My homeplace is on the side of a hill in north Co. Wexford. There's been a house there since before there are any real records, I think, so there's plenty of stuff in the ground. Digging anywhere on the property brings up bits of metal, glass, crockery, and so on. Indeed, when lowering a floor on the ground level of the house, a cow's skull and some large vertabrae came up - best guess is that they're the remnants of a stolen cow, possibly even during the Famine.

But the same is true there, to a greater or lesser degree, of any field you care to dig in. Sure, you don't find vast numbers of objects, but you find some.

Our back garden seems to be rather different. Thus far, I've found two harrow spikes, a garden hose of fairly recent origin, and, while digging the asparagus bed, something that looked like a metal standpipe, but which went down too far to excavate without making a complete mess. And that's it. Stoney, way up in Aberdeenshire, finds more than that in his fields.

I know that the last few metres of the property were a field until quite recently - that's where we found the harrow spikes, in the area that would have been hedgerow or headland. The hose was in the original corner of the property, and I suspect it got buried when the old hedge was done away with. But the house has been around since the late 1970s, and I can't imagine that there was never any other use of the property, so the lack of oddments and remnants is really rather mystifying. On the one hand, it leaves good clear soil - not even that stony, from my hillside-brought-up point of view, but on the other, it's nice to dig up interesting things.

Tuesday, April 21, 2009

Further Planting

It's been almost summery here over the last weekend; we were able, after the exertions of gardening, to sit outside, form a plan of attack for the various things that need to be done in the house, and then drink good Darjeeling and read newspapers and magazines.

The exertions were mighty, though. In March, as planned, I planted carrots, onions, lettuce, coriander, and mizuna. Unfortunately, I was paying more attention to the dates on the seed packets, and not enough to the last frost dates, and all those seeds got a blast of wintry temperatures, which seemed to kill everything except the mizuna - and even it's only coming up slowly, although I'll freely admit I have no idea what's normal for it.

In any case, the bed I had dug - with much effort, I might add - for the carrots really isn't suitable for anything but quick-growing summer crops; it's in shade too much in spring and presumably in autumn as well. I'll plant some lettuce there in summer, but for now, it'll have to remain fallow.

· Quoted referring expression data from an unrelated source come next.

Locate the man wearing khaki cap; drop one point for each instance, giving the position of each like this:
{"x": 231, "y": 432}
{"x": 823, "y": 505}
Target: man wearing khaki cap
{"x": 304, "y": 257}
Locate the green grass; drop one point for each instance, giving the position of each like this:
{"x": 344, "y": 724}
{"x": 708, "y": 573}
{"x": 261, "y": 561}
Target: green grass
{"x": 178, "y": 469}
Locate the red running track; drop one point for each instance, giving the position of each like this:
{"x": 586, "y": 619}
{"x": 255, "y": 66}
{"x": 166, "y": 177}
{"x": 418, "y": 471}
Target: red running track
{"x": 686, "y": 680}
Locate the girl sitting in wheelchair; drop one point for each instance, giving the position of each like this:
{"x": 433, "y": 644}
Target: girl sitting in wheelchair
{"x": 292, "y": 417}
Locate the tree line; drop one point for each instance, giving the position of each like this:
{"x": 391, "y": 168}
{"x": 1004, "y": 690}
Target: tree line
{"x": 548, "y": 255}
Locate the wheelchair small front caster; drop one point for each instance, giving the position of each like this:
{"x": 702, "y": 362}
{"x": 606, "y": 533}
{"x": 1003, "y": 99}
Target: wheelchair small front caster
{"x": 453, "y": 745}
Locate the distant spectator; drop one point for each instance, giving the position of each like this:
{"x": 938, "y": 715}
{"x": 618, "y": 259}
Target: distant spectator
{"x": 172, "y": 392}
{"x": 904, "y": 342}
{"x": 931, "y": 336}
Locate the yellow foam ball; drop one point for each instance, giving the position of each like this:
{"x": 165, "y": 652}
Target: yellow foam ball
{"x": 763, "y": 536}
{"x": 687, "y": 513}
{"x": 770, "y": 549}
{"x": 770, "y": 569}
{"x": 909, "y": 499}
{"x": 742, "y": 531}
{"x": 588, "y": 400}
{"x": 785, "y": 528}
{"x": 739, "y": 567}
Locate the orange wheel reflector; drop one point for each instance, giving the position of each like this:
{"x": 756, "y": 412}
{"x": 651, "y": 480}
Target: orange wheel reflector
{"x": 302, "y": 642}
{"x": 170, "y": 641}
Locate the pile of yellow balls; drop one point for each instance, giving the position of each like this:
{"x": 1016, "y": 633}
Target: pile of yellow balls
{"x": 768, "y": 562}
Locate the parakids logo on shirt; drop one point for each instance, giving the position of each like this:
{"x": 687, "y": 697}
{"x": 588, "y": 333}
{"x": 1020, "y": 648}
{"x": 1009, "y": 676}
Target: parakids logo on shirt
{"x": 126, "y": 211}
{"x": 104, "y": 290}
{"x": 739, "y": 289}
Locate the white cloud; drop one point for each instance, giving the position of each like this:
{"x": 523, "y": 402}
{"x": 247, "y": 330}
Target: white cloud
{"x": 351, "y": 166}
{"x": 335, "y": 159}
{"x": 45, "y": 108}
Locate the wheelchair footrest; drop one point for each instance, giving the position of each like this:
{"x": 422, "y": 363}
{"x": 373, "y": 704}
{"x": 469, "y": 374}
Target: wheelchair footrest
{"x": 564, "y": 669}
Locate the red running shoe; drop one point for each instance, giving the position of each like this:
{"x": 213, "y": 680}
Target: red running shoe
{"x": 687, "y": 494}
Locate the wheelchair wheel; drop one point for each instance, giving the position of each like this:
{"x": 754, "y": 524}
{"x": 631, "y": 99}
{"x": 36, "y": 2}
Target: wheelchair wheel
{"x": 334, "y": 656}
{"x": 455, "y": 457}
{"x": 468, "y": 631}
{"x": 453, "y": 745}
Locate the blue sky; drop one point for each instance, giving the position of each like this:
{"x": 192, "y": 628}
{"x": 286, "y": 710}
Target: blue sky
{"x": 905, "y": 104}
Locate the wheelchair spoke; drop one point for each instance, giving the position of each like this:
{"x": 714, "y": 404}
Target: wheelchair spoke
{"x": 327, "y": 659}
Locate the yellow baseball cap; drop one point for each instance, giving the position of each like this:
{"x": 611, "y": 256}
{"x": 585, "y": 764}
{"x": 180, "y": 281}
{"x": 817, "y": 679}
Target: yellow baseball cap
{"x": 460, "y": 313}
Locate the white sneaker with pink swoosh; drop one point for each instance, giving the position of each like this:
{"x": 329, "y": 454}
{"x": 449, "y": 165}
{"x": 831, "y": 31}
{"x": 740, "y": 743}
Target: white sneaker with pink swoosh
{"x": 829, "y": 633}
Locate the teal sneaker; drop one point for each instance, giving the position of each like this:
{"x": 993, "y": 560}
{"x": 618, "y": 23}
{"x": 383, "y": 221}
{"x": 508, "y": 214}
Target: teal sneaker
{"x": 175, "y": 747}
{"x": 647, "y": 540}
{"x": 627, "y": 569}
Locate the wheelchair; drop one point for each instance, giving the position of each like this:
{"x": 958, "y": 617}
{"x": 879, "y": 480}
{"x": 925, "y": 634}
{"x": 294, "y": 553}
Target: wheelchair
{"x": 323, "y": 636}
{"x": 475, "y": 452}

So in the past couple of weeks, we've planted: potatoes (of an unknown cultivar, marked as 'good all-purpose potatoes), onions (Stur BC 20, from sets), asparagus (Connover's Colassal, three crowns), more carrots (Early Nantes), two new blueberry bushes, and a decent-sized bed of strawberry plants (Elsanta and Loran). 

We also put in a twisted hazel (Corylus Contorta) and a weeping birch (Betula pendula Youngii) at the front, removing a rather inappropriate small palm and some shurbs of unknown provenance to make room.  

We still have a variety of herbs, pumpkins, and tomatoes to plant when the weather warms a bit, or when I work out the logistics of cats and windowsill plantings. In the meantime, I received a gift of two small tomato plants (a Siberian black tomato, apparently) which are doing well on a north-facing and reasonably cat-safe windowsill - alongside last year's surviving sweet pepper, which seems to be having a go at being a perennial. The tomatoes will go outside later in the year, but I think the pepper will stay inside.